Terug naar het overzicht

HOUTSKELETBOUW VERBRUIKT ZEER WEINIG WATER

Houtskeletbouw is een droge bouwmethode, wat betekent dat er bij het bouwproces – zowel tijdens de productie, de bouwfase als de afwerking – maar zeer weinig water wordt gebruikt. Zo is er bijvoorbeeld geen water nodig voor de aanmaak van gips en cement. Bij een traditioneel huis wordt bij de opbouw gemiddeld tussen de 5.000 en 6.000 liter water verbruikt. Bij houtskeletbouw is dit slechts 10 à 25% van deze hoeveelheid, soms zelfs nog lager. En dat maakt ook financieel een groot verschil.
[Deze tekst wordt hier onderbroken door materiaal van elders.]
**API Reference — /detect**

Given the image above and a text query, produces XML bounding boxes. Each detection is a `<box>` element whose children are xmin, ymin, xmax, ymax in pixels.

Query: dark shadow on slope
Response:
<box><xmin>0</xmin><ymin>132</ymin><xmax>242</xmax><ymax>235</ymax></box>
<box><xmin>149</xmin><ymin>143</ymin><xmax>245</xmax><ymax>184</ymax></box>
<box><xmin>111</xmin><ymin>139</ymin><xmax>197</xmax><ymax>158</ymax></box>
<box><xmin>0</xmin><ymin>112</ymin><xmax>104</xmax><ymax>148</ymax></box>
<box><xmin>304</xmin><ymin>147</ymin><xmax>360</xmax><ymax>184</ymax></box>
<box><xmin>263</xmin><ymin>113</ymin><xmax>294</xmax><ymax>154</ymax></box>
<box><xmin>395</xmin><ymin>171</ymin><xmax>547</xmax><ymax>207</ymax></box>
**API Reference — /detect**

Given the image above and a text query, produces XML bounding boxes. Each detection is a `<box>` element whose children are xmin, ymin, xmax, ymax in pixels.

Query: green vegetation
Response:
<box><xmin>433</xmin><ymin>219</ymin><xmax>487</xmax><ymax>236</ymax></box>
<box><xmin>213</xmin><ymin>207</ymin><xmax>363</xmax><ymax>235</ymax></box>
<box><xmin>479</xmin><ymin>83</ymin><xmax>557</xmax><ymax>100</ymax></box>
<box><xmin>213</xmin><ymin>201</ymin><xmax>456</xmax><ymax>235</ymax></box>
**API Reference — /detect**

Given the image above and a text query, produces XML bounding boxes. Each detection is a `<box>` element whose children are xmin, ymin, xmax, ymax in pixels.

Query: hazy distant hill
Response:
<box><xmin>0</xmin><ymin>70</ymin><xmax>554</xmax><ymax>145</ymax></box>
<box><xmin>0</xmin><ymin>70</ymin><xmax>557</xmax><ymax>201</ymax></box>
HOUTSKELETBOUW HEEFT EEN KORTE DOORLOOPTIJD

Verder wordt ook de doorlooptijd – dat is de opeenvolging van de werken – aanzienlijk verkort. De montage duurt slechts enkele weken, waardoor de ruwbouw nauwelijks wordt blootgesteld aan weer en wind. Je hoeft dus ook niet lang te wachten voor de woning uitdroogt. Daarom kan je meteen na de afwerking al starten met schilderen. Bovendien zorgt dit ervoor dat je woning vanaf dag één al optimaal isoleert. Bij de klassieke bouwwijze met metselwerk en bepleistering kan het tot wel een jaar duren voor alles is uitgedroogd en de isolatie 100% werkt.